Dendritic cells overexpressing CD95 (Fas) ligand elicit vigorous allospecific T-cell responses in vivo

Sofia Buonocore, Frédéric Paulart, Alain Le Moine, Michel Braun, Isabelle Salmon, Sonja Van Meirvenne, Kris Thielemans, Michel Goldman, and Véronique Flamand

From the Laboratory of Experimental Immunology, Université Libre de Bruxelles; Department of Pathology, Hôpital Erasme, Université Libre de Bruxelles; and Laboratory of Physiology, Medical School of Vrije Universiteit Brussel, Brussels, Belgium.

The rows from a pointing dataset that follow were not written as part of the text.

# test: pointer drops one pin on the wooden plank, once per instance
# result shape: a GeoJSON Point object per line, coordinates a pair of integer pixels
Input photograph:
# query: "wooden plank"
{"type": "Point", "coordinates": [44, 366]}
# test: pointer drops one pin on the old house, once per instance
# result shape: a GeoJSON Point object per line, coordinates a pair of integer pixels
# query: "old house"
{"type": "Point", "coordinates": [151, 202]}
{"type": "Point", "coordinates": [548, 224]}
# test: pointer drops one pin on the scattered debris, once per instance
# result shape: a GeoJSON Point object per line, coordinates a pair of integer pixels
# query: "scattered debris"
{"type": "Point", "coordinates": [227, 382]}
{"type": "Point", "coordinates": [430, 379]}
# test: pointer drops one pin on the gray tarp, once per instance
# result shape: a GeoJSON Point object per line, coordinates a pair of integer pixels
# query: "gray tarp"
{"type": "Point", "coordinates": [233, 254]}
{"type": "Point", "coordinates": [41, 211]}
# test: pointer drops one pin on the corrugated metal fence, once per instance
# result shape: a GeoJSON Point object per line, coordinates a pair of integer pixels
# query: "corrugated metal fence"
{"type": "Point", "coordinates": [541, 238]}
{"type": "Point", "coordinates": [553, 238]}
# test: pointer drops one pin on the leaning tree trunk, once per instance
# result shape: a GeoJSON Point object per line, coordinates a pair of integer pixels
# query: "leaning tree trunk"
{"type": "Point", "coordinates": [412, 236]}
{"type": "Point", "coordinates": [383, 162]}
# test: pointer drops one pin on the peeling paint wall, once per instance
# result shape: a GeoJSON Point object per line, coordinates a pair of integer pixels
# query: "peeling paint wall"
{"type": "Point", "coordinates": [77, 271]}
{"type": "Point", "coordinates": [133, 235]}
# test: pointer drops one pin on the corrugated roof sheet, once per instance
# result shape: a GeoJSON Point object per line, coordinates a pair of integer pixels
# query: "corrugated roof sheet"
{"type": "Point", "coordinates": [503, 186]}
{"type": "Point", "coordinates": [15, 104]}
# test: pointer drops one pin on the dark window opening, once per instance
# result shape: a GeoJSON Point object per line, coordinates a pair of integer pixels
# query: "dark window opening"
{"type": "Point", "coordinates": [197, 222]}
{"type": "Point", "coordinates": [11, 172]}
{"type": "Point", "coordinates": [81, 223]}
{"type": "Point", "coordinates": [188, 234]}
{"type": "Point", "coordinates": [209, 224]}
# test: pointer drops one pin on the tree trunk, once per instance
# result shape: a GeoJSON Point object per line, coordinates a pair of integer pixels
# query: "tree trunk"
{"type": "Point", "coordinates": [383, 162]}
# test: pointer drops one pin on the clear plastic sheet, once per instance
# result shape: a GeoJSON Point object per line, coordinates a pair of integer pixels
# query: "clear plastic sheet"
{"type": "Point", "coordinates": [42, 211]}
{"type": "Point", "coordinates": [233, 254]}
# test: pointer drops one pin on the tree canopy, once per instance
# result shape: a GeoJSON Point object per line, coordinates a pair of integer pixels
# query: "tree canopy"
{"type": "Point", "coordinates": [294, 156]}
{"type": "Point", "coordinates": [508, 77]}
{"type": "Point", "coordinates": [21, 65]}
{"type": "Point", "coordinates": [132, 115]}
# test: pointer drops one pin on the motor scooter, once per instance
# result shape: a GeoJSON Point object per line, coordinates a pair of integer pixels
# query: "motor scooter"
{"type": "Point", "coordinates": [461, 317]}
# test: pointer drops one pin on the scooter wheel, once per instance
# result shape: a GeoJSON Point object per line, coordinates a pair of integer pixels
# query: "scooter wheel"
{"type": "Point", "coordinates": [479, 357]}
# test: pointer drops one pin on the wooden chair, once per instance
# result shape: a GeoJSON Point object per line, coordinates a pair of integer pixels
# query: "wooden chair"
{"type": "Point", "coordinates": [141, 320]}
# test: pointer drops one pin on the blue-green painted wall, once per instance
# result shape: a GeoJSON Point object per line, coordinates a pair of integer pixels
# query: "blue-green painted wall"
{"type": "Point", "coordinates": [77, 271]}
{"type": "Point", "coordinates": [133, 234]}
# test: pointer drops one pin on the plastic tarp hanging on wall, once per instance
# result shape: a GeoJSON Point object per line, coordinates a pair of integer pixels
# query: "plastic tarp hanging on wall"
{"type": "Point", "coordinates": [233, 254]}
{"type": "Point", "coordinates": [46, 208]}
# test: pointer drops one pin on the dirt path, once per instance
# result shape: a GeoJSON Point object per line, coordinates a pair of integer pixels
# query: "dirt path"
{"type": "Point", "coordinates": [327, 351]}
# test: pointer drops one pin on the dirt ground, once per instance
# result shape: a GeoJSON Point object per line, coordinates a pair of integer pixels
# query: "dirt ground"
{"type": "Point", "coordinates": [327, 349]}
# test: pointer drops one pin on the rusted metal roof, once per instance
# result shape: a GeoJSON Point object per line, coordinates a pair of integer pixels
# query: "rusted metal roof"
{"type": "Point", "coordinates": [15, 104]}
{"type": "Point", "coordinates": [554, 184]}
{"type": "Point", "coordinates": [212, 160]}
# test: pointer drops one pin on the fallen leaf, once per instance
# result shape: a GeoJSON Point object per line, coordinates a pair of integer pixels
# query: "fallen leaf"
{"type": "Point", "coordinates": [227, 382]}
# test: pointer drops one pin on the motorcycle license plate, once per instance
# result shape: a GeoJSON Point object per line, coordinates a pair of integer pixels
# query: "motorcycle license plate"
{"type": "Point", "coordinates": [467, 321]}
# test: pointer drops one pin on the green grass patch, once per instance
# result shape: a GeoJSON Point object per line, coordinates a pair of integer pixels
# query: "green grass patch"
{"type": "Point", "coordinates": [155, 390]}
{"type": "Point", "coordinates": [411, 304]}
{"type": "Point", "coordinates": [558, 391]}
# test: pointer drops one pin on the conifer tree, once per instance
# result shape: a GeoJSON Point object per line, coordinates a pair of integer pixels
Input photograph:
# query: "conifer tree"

Dendritic cells (DCs) genetically engineered to overexpress CD95 (Fas) ligand (CD95L-DC) were proposed as tools to induce peripheral tolerance to alloantigens. Herein, we observed that CD95L-DC obtained after retroviral gene transfer in bone marrow (BM) precursors derived from CD95-deficient (lpr/lpr) mice elicit much stronger allospecific type 1 helper T-cell and cytotoxic T-cell activities than control DCs upon injection in vivo, although they induce lower T-cell responses in vitro. Indeed, a single injection of CD95L-DC prepared from C57BL/6 mice was sufficient to prime bm13 recipients for acute rejection of C57BL/6 skin allografts that were otherwise tolerated in the context of this single weak major histocompatibility complex (MHC) class I incompatibility. Massive neutrophil infiltrates depending on interleukin (IL)-1 signaling were observed at sites of CD95L-DC injection. Experiments in IL-1 receptor-deficient mice or in animals injected with depleting anti-Gr1 monoclonal antibody (mAb) established that neutrophil recruitment is required for the development of vigorous T-cell responses after injection of CD95L-DC in vivo.

© 2003 by The American Society of Hematology.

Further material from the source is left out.